With the FFIEC Cybersecurity Assessment Tool (CAT) being sunset, many credit unions are reevaluating how they assess and align their cybersecurity maturity. Increasingly, the NCUA and other regulatory bodies are pointing to the NIST Cybersecurity Framework (CSF) 2.0 as the standard for cybersecurity governance—and with good reason. It's comprehensive, adaptable, and built to keep pace with today's rapidly evolving threat landscape.
But while NIST CSF is a powerful tool, implementing it effectively is no small task. Credit unions often struggle to translate their high-level guidance into actionable steps across their infrastructure, operations, and policies.
This is where a disciplined, holistic approach—often delivered in partnership with a specialized MSP—becomes priceless. A compliance-aware MSP with deep NIST expertise will guide credit unions through an operational alignment process that evaluates their posture across NIST CSF's core functions: Govern, Identify, Protect, Detect, Respond, and Recover. This isn't a one-time checklist, but rather a continuous improvement discipline designed to support strategic cybersecurity governance. The real benefit for credit unions lies in the ability to:
As highlighted in recent NCUA guidance, the agency is aligning its cybersecurity oversight with the NIST Cybersecurity Framework and encouraging credit union boards to strengthen oversight of third-party vendors as part of their broader risk management responsibilities. MSPs that can speak the language of NIST, support remediation with real action, and help credit unions stay ahead of examiner expectations provide far more than technical fixes—they become essential compliance partners.
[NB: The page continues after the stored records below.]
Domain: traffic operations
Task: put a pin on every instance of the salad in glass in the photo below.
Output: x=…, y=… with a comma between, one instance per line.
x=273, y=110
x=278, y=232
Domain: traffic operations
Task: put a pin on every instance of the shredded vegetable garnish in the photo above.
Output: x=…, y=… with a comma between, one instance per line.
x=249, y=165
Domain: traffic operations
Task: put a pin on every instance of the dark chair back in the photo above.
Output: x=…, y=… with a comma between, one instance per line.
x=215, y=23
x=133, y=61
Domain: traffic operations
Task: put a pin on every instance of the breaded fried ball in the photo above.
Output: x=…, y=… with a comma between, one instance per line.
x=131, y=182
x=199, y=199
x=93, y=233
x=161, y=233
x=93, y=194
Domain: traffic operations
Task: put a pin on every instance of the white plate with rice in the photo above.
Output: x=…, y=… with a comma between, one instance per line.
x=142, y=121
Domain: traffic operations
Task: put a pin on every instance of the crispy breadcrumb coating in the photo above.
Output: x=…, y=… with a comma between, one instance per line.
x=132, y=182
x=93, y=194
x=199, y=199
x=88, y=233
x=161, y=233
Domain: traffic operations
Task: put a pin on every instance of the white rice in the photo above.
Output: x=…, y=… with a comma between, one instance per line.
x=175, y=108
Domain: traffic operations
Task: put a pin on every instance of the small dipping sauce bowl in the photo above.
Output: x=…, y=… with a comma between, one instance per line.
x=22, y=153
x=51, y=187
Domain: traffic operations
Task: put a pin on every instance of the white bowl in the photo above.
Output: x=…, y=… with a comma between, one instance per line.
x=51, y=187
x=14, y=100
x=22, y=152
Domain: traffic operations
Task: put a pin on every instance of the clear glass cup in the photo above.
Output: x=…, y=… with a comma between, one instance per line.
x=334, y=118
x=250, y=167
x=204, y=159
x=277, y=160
A strategic and compliance-ready MSP does more than manage technology—it serves as an extension of your team, offering insight, coordination, and confidence. For resource-constrained credit unions, especially those without forward-thinking technical leadership, this partnership offers critical value. The mature MSP helps uncover and address operational blind spots, maintain alignment with evolving regulatory change, and support board-level accountability without adding strain to internal teams.
For credit unions preparing for their next exam seeking to improve their cybersecurity posture, or navigating the shifting regulatory landscape, a specialized MSP can make the difference between reactive compliance and strategic readiness.